Accounting Documents

Article 41. Not later than the close of February each year the Board shall draw up annual accounts and an annual report covering the prior calendar year and shall submit them to accountants.

Scope of the Report

Article 42. The Report shall set out the conduct and status of this Association and shall explain the annual accounts.

Examination of Accounts

Article 43.1. The annual accounts shall be examined by no fewer than one licensed public accountants with reference to the Report. The Report shall not be adopted without being examined.

43.2. The purpose of the examination set out herein above shall be to determine whether the requirements of accountancy legislation and of these Articles are satisfied.

Appointment of Accountants

Article 44.1. Accountants shall be selected by the General Assembly.

44.2. Where the General Assembly may not select accountants prior to the close of a calendar year then such accountants shall be appointed by the Board.

Adoption of Accounts

Article 45. Pursuant to accountants submitting their report the Board shall adopt the annual accounts and shall also adopt the Report and also the accountants’ report. The Board shall also make a decision to convene a regular General Assembly.

Mandatory Accounting Data

Article 46. This Association shall prepare accounting information to the principles of openness and reliability and timeliness as required under the Закон за счетоводството (the Accountancy Act).


Article 47. This Association shall not pay dividend.

Association Records

Article 48.1. The General Assembly and the Board shall keep minutes which shall record deliberations and proposals and outcomes.

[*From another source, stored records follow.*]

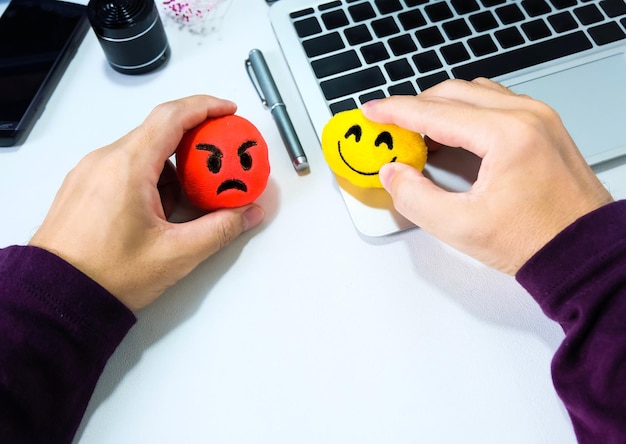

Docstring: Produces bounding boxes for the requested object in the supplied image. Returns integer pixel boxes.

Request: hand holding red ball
[176,114,270,211]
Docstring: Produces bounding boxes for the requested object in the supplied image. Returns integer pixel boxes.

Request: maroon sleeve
[0,246,135,443]
[516,201,626,444]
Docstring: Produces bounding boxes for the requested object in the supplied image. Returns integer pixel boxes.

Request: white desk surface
[0,0,626,444]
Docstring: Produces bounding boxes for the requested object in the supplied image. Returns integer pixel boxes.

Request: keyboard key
[481,0,506,8]
[330,99,357,116]
[398,9,426,31]
[320,66,385,100]
[361,42,389,63]
[522,20,552,41]
[417,71,450,91]
[317,0,341,11]
[322,9,350,30]
[467,34,498,57]
[424,2,453,22]
[415,26,444,48]
[574,4,604,25]
[548,11,578,33]
[496,4,524,25]
[494,26,525,49]
[371,17,400,37]
[550,0,577,9]
[450,0,480,15]
[374,0,402,14]
[452,31,592,80]
[600,0,626,18]
[385,59,415,81]
[343,25,372,45]
[311,50,361,79]
[413,50,443,72]
[289,8,315,20]
[470,11,498,32]
[348,3,376,23]
[387,82,417,96]
[589,22,626,45]
[441,18,472,40]
[522,0,552,17]
[293,17,322,38]
[387,35,417,56]
[359,89,387,105]
[441,42,470,65]
[302,32,345,58]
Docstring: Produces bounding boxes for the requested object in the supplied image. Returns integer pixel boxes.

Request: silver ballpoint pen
[246,49,309,171]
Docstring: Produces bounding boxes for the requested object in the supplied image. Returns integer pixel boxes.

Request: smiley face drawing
[322,109,428,188]
[176,115,270,211]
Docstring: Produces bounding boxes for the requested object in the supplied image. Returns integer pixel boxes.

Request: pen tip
[293,156,309,171]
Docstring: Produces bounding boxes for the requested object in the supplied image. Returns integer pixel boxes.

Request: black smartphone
[0,0,89,147]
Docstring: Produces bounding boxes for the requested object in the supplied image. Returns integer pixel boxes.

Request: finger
[166,204,265,267]
[380,163,459,235]
[157,160,181,219]
[363,95,498,157]
[127,95,237,168]
[420,77,521,109]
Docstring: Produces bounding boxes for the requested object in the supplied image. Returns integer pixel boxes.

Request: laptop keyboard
[290,0,626,114]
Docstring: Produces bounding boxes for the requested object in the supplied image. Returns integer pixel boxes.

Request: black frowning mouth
[217,179,248,194]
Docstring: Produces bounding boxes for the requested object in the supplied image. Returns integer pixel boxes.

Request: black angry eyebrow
[343,125,363,142]
[237,140,257,156]
[196,143,222,156]
[374,131,393,150]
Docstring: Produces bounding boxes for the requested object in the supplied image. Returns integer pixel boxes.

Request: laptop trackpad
[510,54,626,164]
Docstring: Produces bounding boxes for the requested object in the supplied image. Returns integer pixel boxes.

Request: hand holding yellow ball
[322,109,428,188]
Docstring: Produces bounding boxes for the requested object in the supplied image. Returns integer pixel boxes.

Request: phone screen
[0,0,88,146]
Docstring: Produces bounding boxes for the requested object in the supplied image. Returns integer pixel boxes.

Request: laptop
[269,0,626,236]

Minutes shall be certified by signature by the Chair and Deputy Chair and also by the minute taker and shall be bound in special books. Said books shall be kept by the Chair and Deputy Chair and shall be made available to Members of this Association and the Board for in situ examination or else in the form of copies or of abstracts.

48.2. This Association shall keep a membership roll wherein shall be recorded the names and domiciles of all Members and their EГH Identity Numbers and their occupations and also the names and offices and addresses and Companies Court Hearing particulars and BULSTAT codes of corporate Members.


Grounds for Dissolution

Article 49. This Association may be disbanded when one of the following circumstances come to obtain:

1. A resolution of the General Assembly;

2. A declaration of bankruptcy;

3. A due ruling by the District Court within whose circuit comes the main office of this Association and as provisioned in the ZYuLNTs.


Article 50.1. Save where this Association may assume a different status upon dissolution, liquidation proceedings shall ensue in all other events.

50.2. Liquidation shall be conducted by the Board. The said Board shall follow the provisions of the Търгонски закон (the Commerce Act) in its proceedings and in particular shall discount this Association’s assets to repay any creditors.

50.3. Any assets residual pursuant to satisfaction of creditors shall be distributed among the founders of this Association.

50.4. Where residual assets cited in Paragraph 3 herein above may fail to be distributed as cited in the said Paragraph then such assets shall be ceded to the Municipality in which the main office of this Association is sited. The Municipality shall then assume to duty of disposing of said assets in a manner which is as close as possible to the Objectives of this Association and which manner also serves the public benefit.

50.5. Persons who may acquire assets under the preceding Paragraph shall assume the duty for the obligations of this Association, this pro rata to the cost of such acquisition.


Article 51. The status of this Association may not be changed to one of a legal entity being a non-profit body for the public benefit.


Article 52. Amendments to these Articles may be effected to the order set out within them and also set out in the Закон за юридическите лица с нестопанска цел (the Juridical Persons with Non-Profit Purposes Act).

Article 53. Where these Articles may be subject to any interpretation then the provisions of Bulgarian Law and specifically the provisions of the Закон за юридическите лица с нестопанска цел (the Juridical Persons with Non-Profit Purposes Act) shall be borne in mind.